Shen-Lab / GraphCL

[NeurIPS 2020] "Graph Contrastive Learning with Augmentations" by Yuning You, Tianlong Chen, Yongduo Sui, Ting Chen, Zhangyang Wang, Yang Shen
MIT License
541 stars 103 forks source link

Bugs of subgraph augmentation #24

Closed hyp1231 closed 3 years ago

hyp1231 commented 3 years ago

Hi, when browsing the code, I found there might be bugs in the subgraph augmentation.

In Python 3.7+, the union operation is not an inplace operation, so that idx_neigh will not be updated properly. In this situation, only 1-hop subgraph of a random centor node will be generated.

Some examples:

https://github.com/Shen-Lab/GraphCL/blob/e9e598d478d4a4bff94a3e95a078569c028f1d88/semisupervised_TU/pre-training/tu_dataset.py#L251

https://github.com/Shen-Lab/GraphCL/blob/e9e598d478d4a4bff94a3e95a078569c028f1d88/unsupervised_TU/aug.py#L371

https://github.com/Shen-Lab/GraphCL/blob/e9e598d478d4a4bff94a3e95a078569c028f1d88/transferLearning_MoleculeNet_PPI/bio/loader.py#L310

https://github.com/Shen-Lab/GraphCL/blob/e9e598d478d4a4bff94a3e95a078569c028f1d88/transferLearning_MoleculeNet_PPI/chem/loader.py#L844

yyou1996 commented 3 years ago

@hyp1231 Thank you for your carefulness! You are right that the current version only contrasting with small one-hop subgraphs (similar to InfoGraph, global-local contasting), due to my typo. In my later version of the my internal code (will be released in the future), I fixed this bug (simply let idx_neigh=idx_neigh.union...) and found that it did not have much influence on performance. Thus, for reproduce purpose it is suggested to stick to the current shape, but for development it is better to fix it.

A sample of the improved subgraph function:

import torch_geometric.utils as tg_utils

def subgraph(data, aug_ratio):
    G = tg_utils.to_networkx(data)

    node_num, _ = data.x.size()
    _, edge_num = data.edge_index.size()
    sub_num = int(node_num * (1-aug_ratio))

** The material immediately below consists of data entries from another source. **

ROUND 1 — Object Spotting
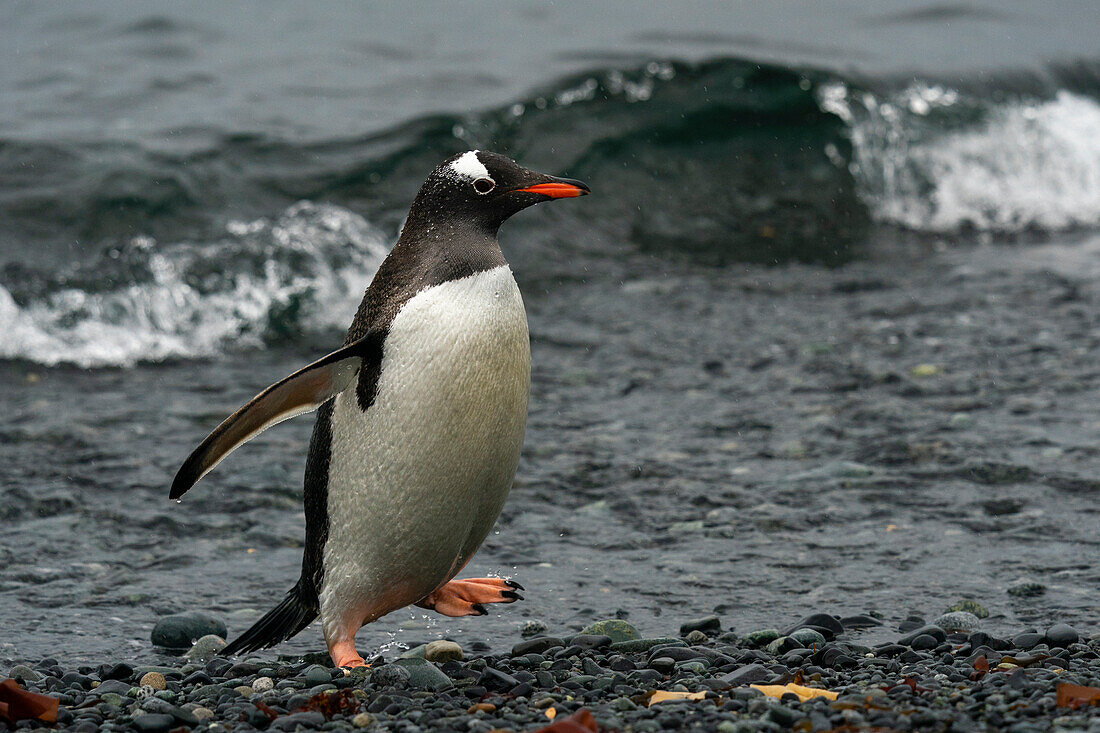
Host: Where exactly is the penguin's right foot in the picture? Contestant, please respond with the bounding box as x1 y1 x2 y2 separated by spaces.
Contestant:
329 640 367 669
416 578 524 617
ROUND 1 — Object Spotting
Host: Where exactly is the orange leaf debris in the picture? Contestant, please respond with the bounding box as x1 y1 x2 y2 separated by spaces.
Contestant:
750 683 839 702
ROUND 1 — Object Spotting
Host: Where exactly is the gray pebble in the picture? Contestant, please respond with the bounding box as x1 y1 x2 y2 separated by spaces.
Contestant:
302 664 331 686
1007 581 1046 597
271 711 326 731
7 664 42 682
392 658 452 691
721 664 771 686
424 639 463 662
519 619 548 637
580 619 641 643
934 611 981 633
131 713 175 733
1045 623 1079 648
788 628 827 647
151 612 228 649
370 663 411 688
648 657 675 674
184 634 227 662
679 615 722 636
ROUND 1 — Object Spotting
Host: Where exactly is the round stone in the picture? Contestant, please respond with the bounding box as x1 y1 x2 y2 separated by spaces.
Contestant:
948 413 975 429
788 628 827 648
933 612 981 633
184 634 226 662
743 629 780 648
649 657 676 674
580 619 641 644
138 672 166 691
685 630 709 645
677 660 708 675
8 665 42 682
370 664 411 688
765 636 789 654
910 634 938 650
944 600 989 619
679 615 722 637
352 712 374 728
150 612 228 649
391 658 453 691
424 640 464 663
520 619 548 637
131 713 175 733
1013 632 1044 650
1007 581 1045 597
192 707 214 721
1045 623 1079 648
302 665 331 686
252 676 274 692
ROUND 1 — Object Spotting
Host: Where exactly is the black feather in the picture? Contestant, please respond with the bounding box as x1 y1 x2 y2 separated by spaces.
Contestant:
221 581 317 657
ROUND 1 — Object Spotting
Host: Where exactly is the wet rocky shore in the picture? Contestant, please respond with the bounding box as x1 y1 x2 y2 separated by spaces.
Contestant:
3 606 1098 732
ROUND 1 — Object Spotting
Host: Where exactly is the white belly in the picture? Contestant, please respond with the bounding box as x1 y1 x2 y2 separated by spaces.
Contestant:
319 264 530 632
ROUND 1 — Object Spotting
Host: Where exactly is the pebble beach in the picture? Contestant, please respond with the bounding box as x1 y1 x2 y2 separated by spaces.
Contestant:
4 607 1098 732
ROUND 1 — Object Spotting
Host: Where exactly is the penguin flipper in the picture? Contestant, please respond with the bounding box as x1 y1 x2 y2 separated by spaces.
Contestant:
170 334 381 500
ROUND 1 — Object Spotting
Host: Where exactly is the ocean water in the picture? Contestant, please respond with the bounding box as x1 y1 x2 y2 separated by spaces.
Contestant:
2 2 1099 663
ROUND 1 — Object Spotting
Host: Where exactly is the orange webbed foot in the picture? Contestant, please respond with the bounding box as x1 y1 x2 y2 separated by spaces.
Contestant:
329 639 368 669
417 578 524 617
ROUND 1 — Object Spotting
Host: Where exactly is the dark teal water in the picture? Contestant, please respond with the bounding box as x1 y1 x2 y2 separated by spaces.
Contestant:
2 1 1099 366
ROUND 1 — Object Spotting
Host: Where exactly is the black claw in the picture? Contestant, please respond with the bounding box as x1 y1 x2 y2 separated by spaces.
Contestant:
472 603 488 616
504 579 525 591
501 590 524 602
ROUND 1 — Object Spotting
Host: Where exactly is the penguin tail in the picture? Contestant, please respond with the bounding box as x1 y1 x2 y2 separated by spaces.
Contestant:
222 581 318 657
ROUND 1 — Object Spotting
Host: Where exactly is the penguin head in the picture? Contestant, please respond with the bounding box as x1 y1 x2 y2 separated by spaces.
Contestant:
406 151 590 234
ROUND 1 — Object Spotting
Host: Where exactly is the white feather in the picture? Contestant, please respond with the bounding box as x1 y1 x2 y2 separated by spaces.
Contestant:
448 150 491 181
318 264 529 646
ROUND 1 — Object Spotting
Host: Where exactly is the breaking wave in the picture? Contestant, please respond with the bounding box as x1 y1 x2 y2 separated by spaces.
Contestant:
0 202 388 367
3 56 1100 366
820 83 1100 233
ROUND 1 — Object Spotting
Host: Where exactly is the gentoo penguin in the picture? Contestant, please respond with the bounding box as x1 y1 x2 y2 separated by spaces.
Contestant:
169 151 588 668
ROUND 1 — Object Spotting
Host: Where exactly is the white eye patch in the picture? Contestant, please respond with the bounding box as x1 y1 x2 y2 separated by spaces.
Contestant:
449 150 491 181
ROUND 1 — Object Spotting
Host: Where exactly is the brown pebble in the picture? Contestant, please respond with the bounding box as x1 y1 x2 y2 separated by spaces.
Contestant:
138 672 166 691
467 702 497 714
685 629 709 644
425 639 464 663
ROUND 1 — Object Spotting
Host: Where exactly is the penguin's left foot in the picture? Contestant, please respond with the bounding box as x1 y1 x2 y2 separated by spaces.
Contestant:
329 640 367 669
417 578 524 617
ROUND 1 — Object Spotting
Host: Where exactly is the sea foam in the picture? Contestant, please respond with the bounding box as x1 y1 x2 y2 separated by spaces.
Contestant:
822 83 1100 233
0 202 389 368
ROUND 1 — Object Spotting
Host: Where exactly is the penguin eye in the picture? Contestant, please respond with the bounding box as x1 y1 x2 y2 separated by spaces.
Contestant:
472 177 495 195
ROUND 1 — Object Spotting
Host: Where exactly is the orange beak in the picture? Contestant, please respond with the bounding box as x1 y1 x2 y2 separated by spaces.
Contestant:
515 179 590 198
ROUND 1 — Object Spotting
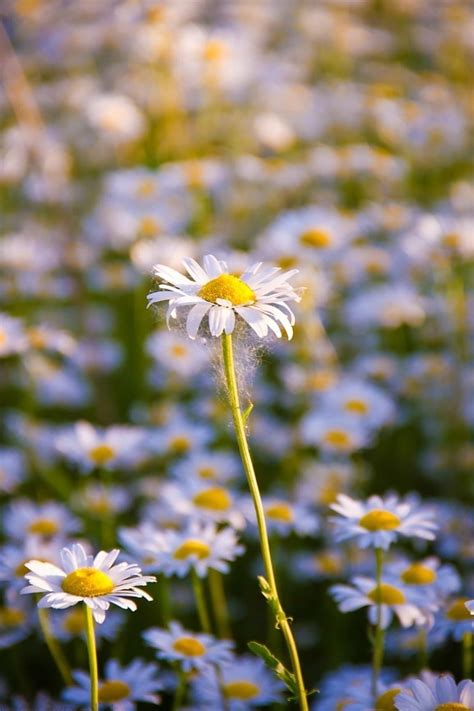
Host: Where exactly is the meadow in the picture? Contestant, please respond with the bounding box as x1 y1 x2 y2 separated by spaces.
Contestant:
0 1 473 709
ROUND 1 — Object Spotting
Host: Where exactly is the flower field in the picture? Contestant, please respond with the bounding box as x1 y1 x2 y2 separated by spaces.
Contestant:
0 1 473 709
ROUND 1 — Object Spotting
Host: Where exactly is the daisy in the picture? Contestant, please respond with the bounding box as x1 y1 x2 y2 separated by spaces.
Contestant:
21 543 156 623
63 658 163 709
329 494 438 550
432 597 474 643
330 575 434 629
312 664 399 711
300 412 370 455
3 499 81 541
147 254 301 339
243 495 319 538
157 480 246 530
143 620 233 672
394 671 474 711
171 449 241 485
385 557 461 600
192 655 284 709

    idx_sub = [np.random.randint(node_num, size=1)[0]]
    idx_neigh = set([n for n in G.neighbors(idx_sub[-1])])

    while len(idx_sub) <= sub_num:
        if len(idx_neigh) == 0:
            idx_unsub = list(set([n for n in range(node_num)]).difference(set(idx_sub)))
            idx_neigh = set([np.random.choice(idx_unsub)])
        sample_node = np.random.choice(list(idx_neigh))

        idx_sub.append(sample_node)
        idx_neigh = idx_neigh.union(set([n for n in G.neighbors(idx_sub[-1])])).difference(set(idx_sub))

    idx_nondrop = idx_sub
    idx_nondrop.sort()

    edge_index, _ = tg_utils.subgraph(idx_nondrop, data.edge_index, relabel_nodes=True, num_nodes=node_num)

    data.x = data.x[idx_nondrop]
    data.edge_index = edge_index
    data.__num_nodes__, _ = data.x.shape
    return data
hyp1231 commented 3 years ago

@yyou1996 Thanks for your kind and quick response!

BTW, another concern is, whether controling the scale of subgraph has a slight influence to the performance. In the original version of the released code, we have sub_num = int(node_num * aug_ratio) (which is more similar to the original one-hop InfoGraph), while in the sample code just pasted, we have sub_num = int(node_num * (1-aug_ratio)) instead.

https://github.com/Shen-Lab/GraphCL/blob/7eefcc3ca3e0c9a579fd17bcb06fd28df9733312/transferLearning_MoleculeNet_PPI/bio/loader.py#L288-L292

yyou1996 commented 3 years ago

According to my limited observation, I dont feel it affects too much on performance, compared with the augmentation type. Of course, we did not do explicit ablation on the augmentation strength. I feel type of aug represents more of the prior, rather than strength. Also, I am happy to hear some other opinions.

hyp1231 commented 3 years ago

Thanks, it's clear and makes sense. Feel free to close this issue. Thank you again.